そこで目に入ったのは鬱蒼とした森、見たことない花、むせ返るような青い匂い。


なぜか家の前がジャングルに覆われていた。


「ははは……俺そんなに疲れてんのかな……それともストレス?」


きっと自分が思っているより疲れてたんだ…今日は早く寝てレザークラフトは明日にするか…


「なっ! ない!? あれ!?」


さっきまで握っていたドアノブがない………っていうかドアがない…


恐る恐る後ろを振り返ると、いつもは見慣れた1DKの俺の部屋ではなく、ただ木や岩が見えるだけ……


「嘘だろおいっ!」


頭が真っ白になり呆然とする。

 

ふと足元を見ると、受け取ってもいないし印鑑も押してない、届くはずだったレザークラフトキットが入っているであろうダンボール箱が目に付いた。

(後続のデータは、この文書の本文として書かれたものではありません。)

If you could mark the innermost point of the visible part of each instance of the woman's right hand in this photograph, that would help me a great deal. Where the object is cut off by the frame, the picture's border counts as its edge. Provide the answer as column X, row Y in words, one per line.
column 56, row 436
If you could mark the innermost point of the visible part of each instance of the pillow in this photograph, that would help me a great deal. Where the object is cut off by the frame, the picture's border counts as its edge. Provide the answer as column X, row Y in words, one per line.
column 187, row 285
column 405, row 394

仕方なくダンボールを開け中を確認すると、入っていたのはただの紙ペラ1枚……そこにはこう書かれていた。





拝啓、西村 京 様


この度は、弊社『ゴッツクラフト』の製品『誰でも作れるレザークラフトキット中級者編ー革財布BKー』をお買い上げ誠にありがとうございます。


しかしながら弊社の配送手続きの不手際により、西村様自身を異世界『アンシャネス』へと転送してしまいました。


西村様の身体を分解、転送、再構築することにより、なんとか魂の劣化は守られましたが、因果律の関係で元の世界の西村様の存在がなくなってしまったことにより、現在、帰還の方法がございません。


『アンシャネス』は、いわゆる剣と魔法の世界となっており、危険な魔物なども跋扈しております。


つきましては、現在地点から半径500メートルの神域結界、また再構築の際、西村様に生きていけるだけの肉体、スキルを付与させていただきました。


『アンシャネス』での行動は特に使命などはなく自由にしていただいて構いません。


大変心苦しいのですが、弊社からのお詫びとさせていただきます。



幸多い異世界生活を願って ゴッツクラフト

                 神 





……え?


こうして俺は訳もわからず異世界『アンシャネス』の森の中に投げ出されサバイバルをする羽目になったのだった。